La notion d’autisme a été élaborée au début du 20e siècle dans le milieu naissant de la psychanalyse et de la pédopsychiatrie. De premières explications l’attribuent aux blocages auxquels se heurterait un bébé. Pour Sigmund Freud – qui inspire certaines de ces théories –, un nourrisson élabore très tôt un ensemble de représentations psychiques de son environnement, de lui-même ou encore d’autrui. Il passe ainsi par plusieurs phases de développement, dont le stade « autoérotique » : c’est le moment où, faute de trouver son plaisir dans le monde extérieur, il se replie sur lui-même et le recherche dans son propre corps. Un stade qu’il ne parviendrait plus à quitter si un problème grave survenait à ce moment-là. Par la suite, il éprouverait des difficultés à interagir avec le monde environnant, à communiquer avec autrui, à intégrer et partager de nouvelles expériences, etc. Cette explication de l’autisme se retrouve sous diverses formulations chez des psychanalystes comme Melanie Klein, Jacques Lacan ou encore Françoise Dolto. Aujourd’hui encore, Marie-Christine Laznik évoque dans un même esprit un « ratage du troisième temps du circuit pulsionnel 1 ».
Le schéma psychanalytique n’explique cependant pas quelle serait l’origine d’un tel blocage – les comportements de la mère ou des parents ont parfois été incriminés, mais cette accusation semble aujourd’hui dépassée (encadré).

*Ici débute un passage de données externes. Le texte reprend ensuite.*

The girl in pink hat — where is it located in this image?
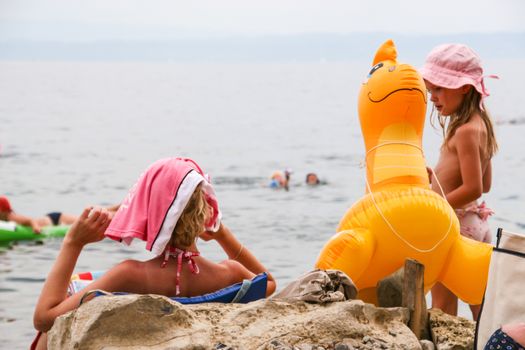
[34,158,276,346]
[420,44,498,320]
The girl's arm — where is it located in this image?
[483,159,492,193]
[446,124,483,208]
[33,207,110,332]
[201,222,277,296]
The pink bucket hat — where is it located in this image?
[419,44,499,105]
[105,158,221,255]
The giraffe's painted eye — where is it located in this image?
[367,62,383,78]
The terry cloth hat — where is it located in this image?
[105,158,221,255]
[419,44,499,107]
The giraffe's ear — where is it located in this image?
[372,39,397,66]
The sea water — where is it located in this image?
[0,61,525,349]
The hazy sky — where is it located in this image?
[0,0,525,40]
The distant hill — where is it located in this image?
[0,33,525,62]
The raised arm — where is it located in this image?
[33,207,110,332]
[201,222,276,296]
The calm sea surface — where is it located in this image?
[0,61,525,349]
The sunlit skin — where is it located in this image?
[425,80,471,116]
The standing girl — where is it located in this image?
[421,44,498,320]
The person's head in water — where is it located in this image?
[306,173,321,186]
[270,169,292,191]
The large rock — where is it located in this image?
[429,309,476,350]
[48,295,421,350]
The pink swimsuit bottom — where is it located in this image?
[454,202,494,243]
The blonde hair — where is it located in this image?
[170,184,210,248]
[431,86,498,158]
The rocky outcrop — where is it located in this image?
[48,295,421,350]
[48,295,474,350]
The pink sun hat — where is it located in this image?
[419,44,499,105]
[105,158,221,255]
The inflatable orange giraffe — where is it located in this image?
[316,40,492,304]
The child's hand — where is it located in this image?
[65,207,111,247]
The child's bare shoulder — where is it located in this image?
[455,116,485,138]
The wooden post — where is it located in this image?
[402,259,429,339]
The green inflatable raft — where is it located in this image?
[0,221,69,245]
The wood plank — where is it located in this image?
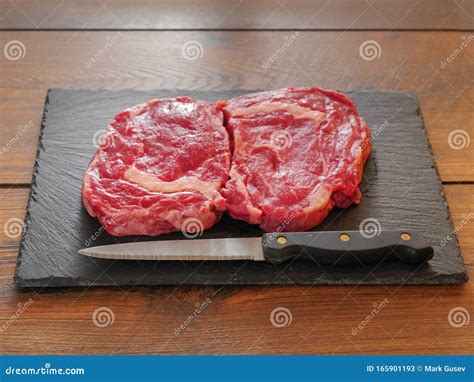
[0,32,474,184]
[0,185,474,354]
[0,0,474,30]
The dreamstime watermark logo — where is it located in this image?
[0,121,33,155]
[181,218,204,239]
[3,40,26,61]
[84,216,115,247]
[359,40,382,61]
[448,306,471,328]
[92,306,115,328]
[352,298,390,336]
[84,32,122,69]
[262,32,300,70]
[448,129,471,150]
[92,130,108,149]
[181,40,204,61]
[359,218,382,239]
[360,120,388,150]
[439,34,474,69]
[270,130,292,150]
[174,297,212,336]
[0,298,33,333]
[270,306,293,328]
[3,218,25,239]
[440,212,474,247]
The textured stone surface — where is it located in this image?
[16,89,467,287]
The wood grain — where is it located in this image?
[0,0,474,30]
[0,31,474,184]
[0,185,474,354]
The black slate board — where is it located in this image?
[16,89,467,287]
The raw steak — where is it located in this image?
[218,88,371,232]
[82,97,230,236]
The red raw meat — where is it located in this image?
[82,97,230,236]
[218,88,371,232]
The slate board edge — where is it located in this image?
[16,273,468,289]
[14,88,469,288]
[13,89,54,288]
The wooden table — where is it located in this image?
[0,0,474,354]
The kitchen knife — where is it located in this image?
[79,231,433,265]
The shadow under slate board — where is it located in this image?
[15,89,467,287]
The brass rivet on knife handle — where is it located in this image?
[339,233,351,241]
[400,232,411,241]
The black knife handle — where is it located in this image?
[262,230,433,265]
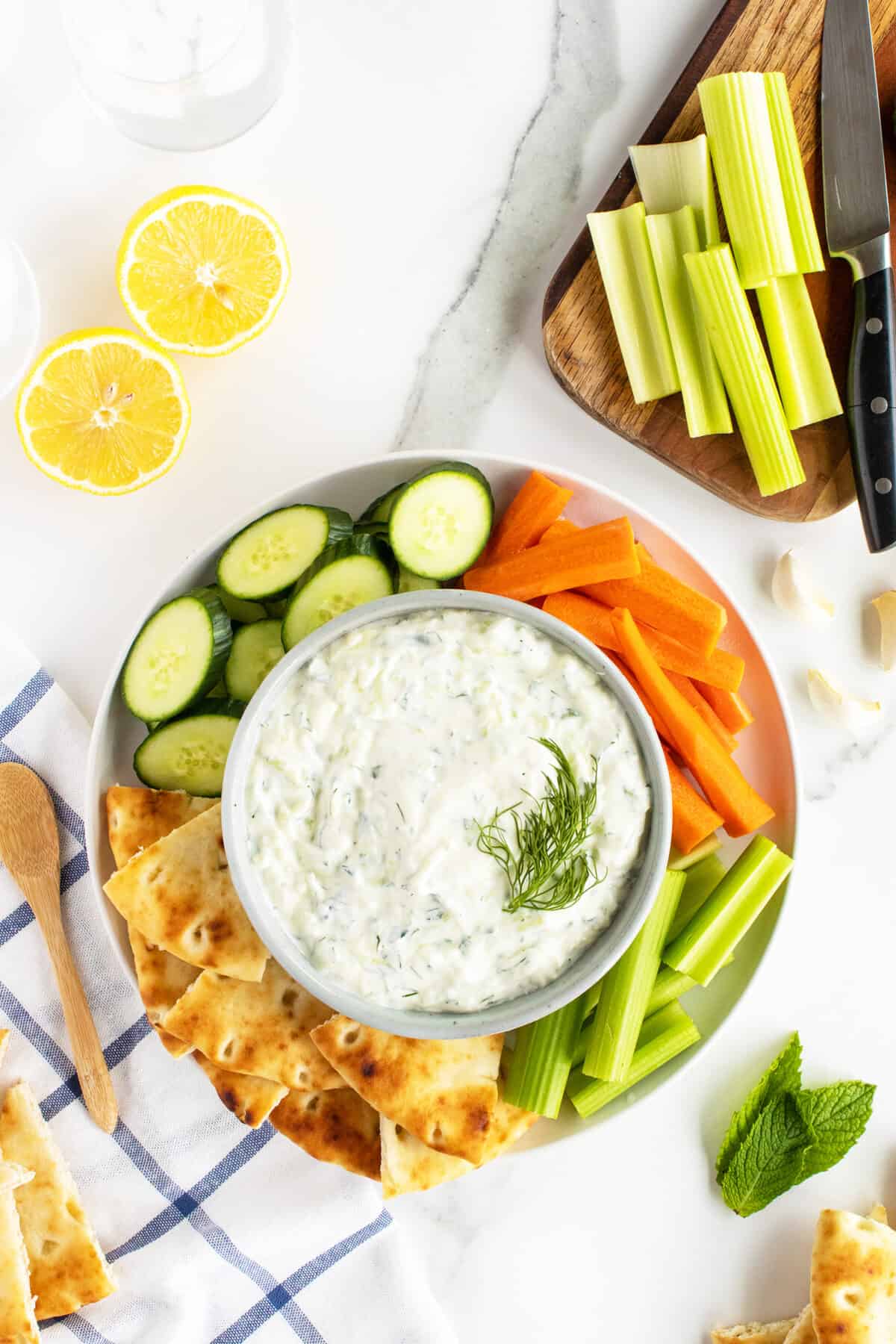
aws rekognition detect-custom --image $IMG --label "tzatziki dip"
[246,609,652,1012]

Dans les années 1980, la psychologie cognitive a proposé une autre hypothèse, celle d’un « manque de théorie de l’esprit ». D’après ce modèle 2, les personnes ayant un trouble du spectre autistique (TSA) éprouvent une difficulté ou une incapacité à se mettre à la place des autres et à se représenter leur point de vue. Cette carence fondamentale expliquerait qu’elles aient du mal à comprendre les paroles et les actions d’autrui, à anticiper leurs comportements et à réagir de façon adaptée. Elles auraient du même coup tendance à privilégier des environnements particulièrement structurés, routiniers et de ce fait prévisibles. Cette hypothèse simple d’un « manque de théorie de l’esprit » permet ainsi d’expliquer en cascade un grand nombre de comportements autistiques. Mais là encore, la question de l’origine demeure : si on admet une carence, quelle en serait la cause ?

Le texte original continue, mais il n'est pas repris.